Rappelons qu’un changement constitutionnel exige le vote concomitant des députés et sénateurs réunis en congrès (traditionnellement à Versailles) à la majorité dite « qualifiée » de 60 %. M. Macron, rendu minoritaire à l’Assemblée nationale française, garde contre nous toute sa capacité de nuire : sa coalition « Ensemble ! » (LREM+MoDem+Horizons) a 240 députés, le RN 89, et LR 62. Cela fait 391 députés sur 577 (soit + de 60%), capables de ne pas comprendre les risques évidents de guerre civile. Quant au Sénat, il est plus colonialiste et plus à droite encore que l’Assemblée nationale.

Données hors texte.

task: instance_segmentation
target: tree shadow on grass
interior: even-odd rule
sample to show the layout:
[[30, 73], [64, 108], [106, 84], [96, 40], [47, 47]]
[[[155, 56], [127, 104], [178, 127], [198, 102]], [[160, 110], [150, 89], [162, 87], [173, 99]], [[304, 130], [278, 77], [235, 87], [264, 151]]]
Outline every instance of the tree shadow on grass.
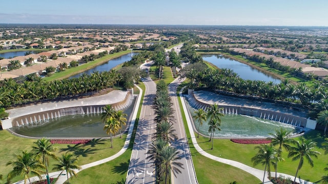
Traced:
[[119, 166], [114, 166], [114, 169], [112, 171], [114, 173], [119, 173], [121, 175], [124, 174], [129, 169], [129, 165], [130, 163], [130, 159], [127, 162], [119, 163]]
[[98, 139], [93, 139], [90, 142], [84, 145], [84, 146], [90, 146], [92, 147], [95, 147], [96, 145], [99, 144], [105, 144], [104, 142], [106, 140], [98, 138]]
[[76, 156], [87, 157], [89, 154], [94, 154], [95, 151], [97, 151], [96, 149], [91, 149], [90, 148], [87, 149], [80, 148], [74, 151], [73, 154]]
[[122, 178], [122, 180], [120, 181], [117, 181], [116, 183], [112, 183], [112, 184], [125, 184], [125, 180]]
[[80, 144], [76, 144], [73, 146], [68, 145], [67, 148], [60, 149], [59, 152], [72, 152], [73, 154], [76, 156], [82, 156], [83, 157], [86, 157], [89, 154], [94, 154], [95, 151], [97, 150], [96, 149], [91, 149], [90, 148], [87, 149], [83, 148], [84, 146], [83, 145]]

Sénateurs et députés sont donc en capacité de voter sur la demande du Président la fin du corps électoral gelé, donc de la citoyenneté et de l’emploi local, entraînant aussi la noyade démographique autochtone, l’abandon des transferts encore dus, le rejet des textes de l’ONU, et in fine la trahison des deux engagements majeurs déjà pervertis de l’ADN cités ci-dessus : l’accès à l’indépendance promise, et en tout état de cause la garantie d’aucun retour en arrière.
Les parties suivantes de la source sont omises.